Am Ende des Viertelmarathons schüttete mein Körper nicht nur unglaubliche Mengen an Glückshormonen aus, sondern ich hatte auch einige neue Erkenntnisse über mich gemacht, hatte viel über mich selbst gelernt. Morgen gehe ich wieder joggen - auf meiner neuen Lieblingsrunde.
Übung
Um sich selbst zu studieren, muss man nicht in diese Extreme gehen, es reicht, wenn man versucht, im Alltag behutsamer und achtsamer mit sich umzugehen. Ja ich weiß, dass ist leichter gesagt als getan.

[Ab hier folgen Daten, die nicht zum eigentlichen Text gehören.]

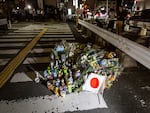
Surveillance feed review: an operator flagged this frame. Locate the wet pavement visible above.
[0,20,150,113]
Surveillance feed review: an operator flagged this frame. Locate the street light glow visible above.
[27,5,31,9]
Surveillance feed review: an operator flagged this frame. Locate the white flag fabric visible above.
[82,73,106,93]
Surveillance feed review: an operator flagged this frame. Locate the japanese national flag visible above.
[82,73,106,93]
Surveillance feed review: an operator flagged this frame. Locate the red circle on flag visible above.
[90,78,99,88]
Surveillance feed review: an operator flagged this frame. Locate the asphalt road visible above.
[0,23,150,113]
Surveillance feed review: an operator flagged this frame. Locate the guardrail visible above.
[78,19,150,69]
[0,18,7,26]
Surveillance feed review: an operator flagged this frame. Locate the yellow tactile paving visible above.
[0,28,48,88]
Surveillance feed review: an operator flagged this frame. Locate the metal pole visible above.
[106,0,108,14]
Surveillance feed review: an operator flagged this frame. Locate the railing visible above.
[78,20,150,69]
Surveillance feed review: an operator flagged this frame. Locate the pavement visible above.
[0,20,150,113]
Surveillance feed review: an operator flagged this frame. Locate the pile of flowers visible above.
[34,41,121,97]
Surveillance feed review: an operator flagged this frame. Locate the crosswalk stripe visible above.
[0,57,50,66]
[10,72,33,83]
[0,49,20,55]
[0,92,107,113]
[0,43,26,47]
[0,48,51,55]
[0,38,32,43]
[0,29,47,87]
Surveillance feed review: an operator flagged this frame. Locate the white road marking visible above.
[10,72,33,83]
[0,92,107,113]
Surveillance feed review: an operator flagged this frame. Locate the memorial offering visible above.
[35,41,121,97]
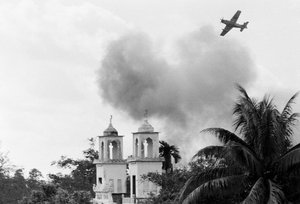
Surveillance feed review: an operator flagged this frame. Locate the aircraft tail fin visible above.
[241,21,249,32]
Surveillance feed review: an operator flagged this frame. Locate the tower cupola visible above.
[103,116,118,136]
[138,110,154,132]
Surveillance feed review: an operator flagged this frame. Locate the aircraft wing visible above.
[230,10,241,23]
[220,25,233,36]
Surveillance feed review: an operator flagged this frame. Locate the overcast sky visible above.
[0,0,300,175]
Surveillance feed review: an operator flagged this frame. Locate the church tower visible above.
[94,116,126,203]
[127,111,163,198]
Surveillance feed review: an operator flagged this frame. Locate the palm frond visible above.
[179,166,248,202]
[273,144,300,174]
[179,175,246,204]
[242,177,266,204]
[267,179,287,204]
[201,128,256,158]
[281,92,299,119]
[225,145,263,176]
[192,146,227,159]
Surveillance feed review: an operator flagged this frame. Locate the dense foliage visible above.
[179,86,300,204]
[0,139,98,204]
[159,140,181,173]
[49,138,98,196]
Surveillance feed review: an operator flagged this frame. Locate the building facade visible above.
[93,117,163,204]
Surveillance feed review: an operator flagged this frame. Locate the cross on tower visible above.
[108,143,114,159]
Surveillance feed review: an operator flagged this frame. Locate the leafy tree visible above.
[19,183,92,204]
[26,168,45,190]
[179,86,300,204]
[49,138,98,196]
[159,141,181,173]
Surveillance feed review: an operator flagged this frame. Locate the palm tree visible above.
[179,86,300,204]
[159,141,181,173]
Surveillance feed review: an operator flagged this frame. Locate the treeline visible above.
[0,139,98,204]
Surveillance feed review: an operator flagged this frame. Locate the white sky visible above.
[0,0,300,175]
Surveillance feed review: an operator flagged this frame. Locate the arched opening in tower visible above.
[146,138,153,158]
[141,142,146,158]
[111,141,119,159]
[135,139,139,157]
[100,142,104,161]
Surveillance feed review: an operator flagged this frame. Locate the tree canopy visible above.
[180,86,300,204]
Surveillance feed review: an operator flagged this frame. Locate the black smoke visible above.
[98,26,256,159]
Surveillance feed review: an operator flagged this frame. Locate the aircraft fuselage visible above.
[221,19,244,28]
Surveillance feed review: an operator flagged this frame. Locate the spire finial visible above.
[144,109,148,121]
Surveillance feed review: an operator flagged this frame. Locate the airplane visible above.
[220,10,249,36]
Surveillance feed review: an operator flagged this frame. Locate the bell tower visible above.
[94,116,126,203]
[127,111,163,198]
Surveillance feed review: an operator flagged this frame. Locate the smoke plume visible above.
[99,26,255,159]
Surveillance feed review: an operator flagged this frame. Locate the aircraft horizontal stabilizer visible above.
[241,21,249,32]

Versuche es, wenn du das nächste Mal einen großen Widerstand in dir fühlst. Ganz egal, wogegen. Gegen einen Menschen, eine Arbeit, eine Veränderung. Dann lehne dich zurück und lege dich selbst auf die Couch. Was ist das Problem? Welche Gefühle habe ich? Sei ganz ehrlich mit dir selbst und auch behutsam.
Und einen zweiter Tipp, den ich derzeit auch am eigenen Leib erfahre und die Kollegin von Fuckluckygohappy so schön beschrieben hat:
Male dir die Zukunft aus, als wären alle anstehenden Veränderungen schon längst geschehen. Bis ins kleinste Detail. Ist da noch Angst? Nein, Begeisterung.